In the old days, the Times‘ bias was hidden behind stodgy writing aimed directly at the middle classes. The bias existed nevertheless, whether the paper was lying about Soviet Russia in the 1930s, swooning about Communist China, arguing against Jewish rescue in the late 1930s and early 1940s, or fomenting anti-War sentiment during the Vietnam era. Nowadays, of course, under Pinch’s (what’s the opposite of august?) leadership, although still proclaiming itself an “independent” news organ, the Times doesn’t even make the pretense of independent reporting. Its articles, whether about politics, food or movies, are distinguishable only in tone (slightly more hip and less earnest) from The Nation.
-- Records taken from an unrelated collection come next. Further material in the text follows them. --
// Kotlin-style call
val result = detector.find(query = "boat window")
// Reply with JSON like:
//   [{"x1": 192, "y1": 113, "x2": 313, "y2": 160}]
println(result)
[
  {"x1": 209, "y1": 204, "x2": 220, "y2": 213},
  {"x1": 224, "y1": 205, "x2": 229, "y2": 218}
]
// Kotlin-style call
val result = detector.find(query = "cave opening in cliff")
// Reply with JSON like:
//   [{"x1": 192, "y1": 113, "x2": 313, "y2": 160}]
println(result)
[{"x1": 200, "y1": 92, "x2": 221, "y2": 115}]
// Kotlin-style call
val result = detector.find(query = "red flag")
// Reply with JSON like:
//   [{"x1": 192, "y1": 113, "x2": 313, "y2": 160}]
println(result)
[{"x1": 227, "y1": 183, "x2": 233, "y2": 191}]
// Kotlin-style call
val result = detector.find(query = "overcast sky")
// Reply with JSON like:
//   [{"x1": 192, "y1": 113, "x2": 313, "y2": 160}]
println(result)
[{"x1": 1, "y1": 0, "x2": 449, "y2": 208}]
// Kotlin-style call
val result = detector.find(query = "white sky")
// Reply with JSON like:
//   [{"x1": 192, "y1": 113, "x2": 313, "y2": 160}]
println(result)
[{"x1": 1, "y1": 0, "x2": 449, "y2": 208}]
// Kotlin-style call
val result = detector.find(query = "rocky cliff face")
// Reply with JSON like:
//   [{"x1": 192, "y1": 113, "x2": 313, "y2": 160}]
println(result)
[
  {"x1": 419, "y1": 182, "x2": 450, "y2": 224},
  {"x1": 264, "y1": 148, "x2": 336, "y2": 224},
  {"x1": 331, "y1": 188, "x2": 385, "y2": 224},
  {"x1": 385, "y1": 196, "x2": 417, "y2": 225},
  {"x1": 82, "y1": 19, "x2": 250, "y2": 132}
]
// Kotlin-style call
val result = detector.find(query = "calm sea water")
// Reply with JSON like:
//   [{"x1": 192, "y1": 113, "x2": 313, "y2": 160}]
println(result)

Because of the Times’ bias, a bias it refuses to acknowledge, people interested in factual objectivity (an objectivity that would allow them to draw their own conclusions), have decided that the Times, and other media outlets that have traversed the same Leftward path, whether print or TV, have been weighed and found wanting.
So too have thoughtful Americans weighed Hollywood and found it wanting. We do not like Castro or Chavez better simply because movie stars cuddle up to them and extoll their supposed virtues. We do not discount marriage’s importance in society because movie stars overuse it, ignore it or denigrate it. We do not think that drugs are a viable part of a healthy life even though two-bit pot stars with decorative horns explain on national TV that they are chronic users. We do not believe that our troops are deranged killers, even though Hollywood movies since the early 1970s have assured us that they are dangerous, amoral, often psychotic men.
Americans have also evaluated the universities, those institutions that once turned out people steeped the cream of Western knowledge, and concluded that they’re not doing their job. For the $50,000 per year middle class Americans are expected to pay, they get children who attend sex shows, learn how to orchestrate Leftist violence, become increasingly antisemitic and anti-Israel, deconstruct the meaning out of everything, hate the troops, and do drugs. Most Americans do not like to see the values they so carefully inculcated into their children deliberately destroyed and replaced with Marxist politics and debauched social values.
Those American institutions that have tilted Left cannot understand why more and more Americans do not accept their opinions or their so-called facts at face value. They do not appreciate that Americans, having examined their own core values and assisted by the unimpeded flow of information through the internet, have weighed these institutions and found them wanting.